COVID takes untold toll on teens’ mental health


Art by Rizlin Jew '22

The Coronavirus is not only affecting the physical health of man, but their mental health as well.

Andrei Lynch '22, Technology Editor


“The best solutions are tailored to what works for each person. There are so many things you can do, depending on what fits for you. The most helpful things for many are: creating things to look forward to and reward yourself with, nature walks, youtube dance tutorials, games online with friends or in person with family, art projects, playing music, cooking, etc.””

— Elizabeth Heuser, Wellness Counselor

     During 2020, Covid 19 sent everyone into lockdown. During the lockdown, everyone tried to protect themselves from boredom. 

     A year later, with vaccines coming out as the light at the end of the tunnel, it looks like normalcy might be possible again, soon.  

     Some people have been stuck in a tunnel for a long time with depression due to isolation from friends and family.

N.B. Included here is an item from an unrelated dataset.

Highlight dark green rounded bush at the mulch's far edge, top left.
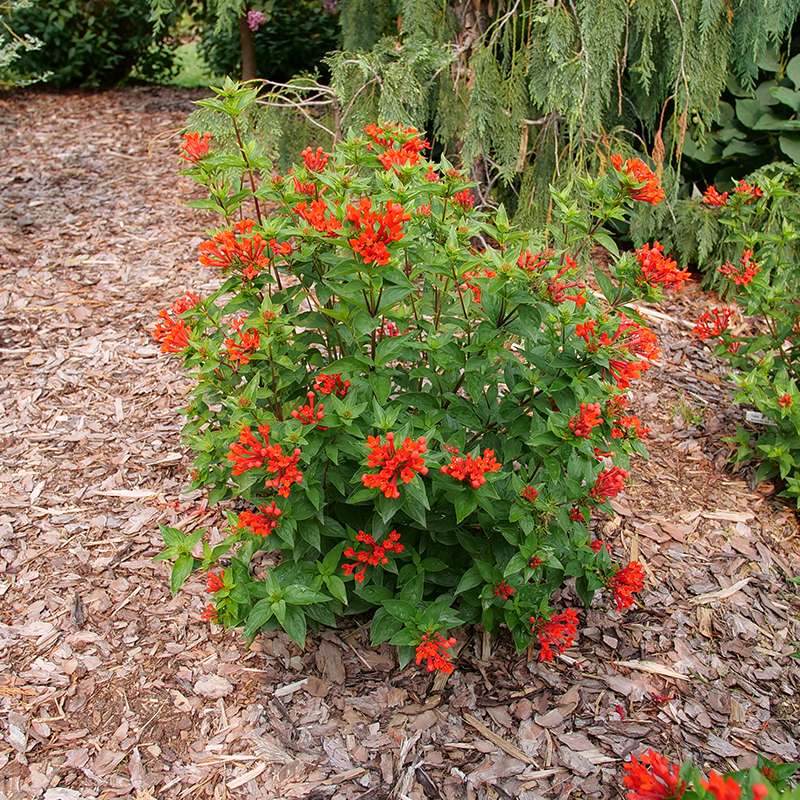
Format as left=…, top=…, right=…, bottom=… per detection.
left=9, top=0, right=172, bottom=87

A group that is most affected is teenagers, the FAIR Health researchers found, as some of the worst spikes occurred in March and April of 2020, during the first phase of the pandemic in the U.S. In those months, claims for any mental health disorder increased by about 100 percent for the 13-18 group. 

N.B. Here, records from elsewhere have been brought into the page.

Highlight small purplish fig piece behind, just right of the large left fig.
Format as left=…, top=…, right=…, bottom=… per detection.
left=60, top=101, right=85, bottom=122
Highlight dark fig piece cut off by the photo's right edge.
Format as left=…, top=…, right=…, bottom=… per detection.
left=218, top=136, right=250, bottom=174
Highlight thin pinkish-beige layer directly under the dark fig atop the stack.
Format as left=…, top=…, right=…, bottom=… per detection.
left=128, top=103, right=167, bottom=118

     Teenagers have lost the socialization they need for their growth into adolescence and the loss of peer help. The pandemic took a toll on the interactions people used to cherish. 

     According to, “Social distancing to slow the spread of COVID-19 can be especially hard for teens, who may feel cut off from their friends. Many also face big let downs as graduations, proms, sports seasons, college visits and other long-planned events are cancelled or postponed.” 

     Depression can affect everyone, even the people who act perfectly normal. Teachers are also affected as, “Teaching from home is also a fundamentally different exercise, one that is simultaneously more invasive but also lonelier. Students on Zoom lessons often have their cameras off and microphones muted, making it harder to engage or connect with them,” according to USA Today.

      Teenagers also get depressed by feeling isolated from their friends, they are angry about the situation with lockdown, and the restriction of connection, and mostly, the lack of motivation in anything they do, including school work. 

     Hayden Peregrino ’21 said, “At the beginning of quarantine for the first couple of months, I was a bit depressed. I hadn’t texted anyone and missed a bunch of running practices, and just felt alone. I got better by texting and calling my friends and going back to practice. I was able to reconnect with my fellow friends and be able to make lasting memories.”

     It’s very important people reach out and try to connect with any resources available.  To those who need help, here is some advice: Have a trusted adult or friend to talk to about how you feel. Don’t forget there is always light at the end of the tunnel and that it’s okay not to be okay. That’s why there are people out there that will always be there to help.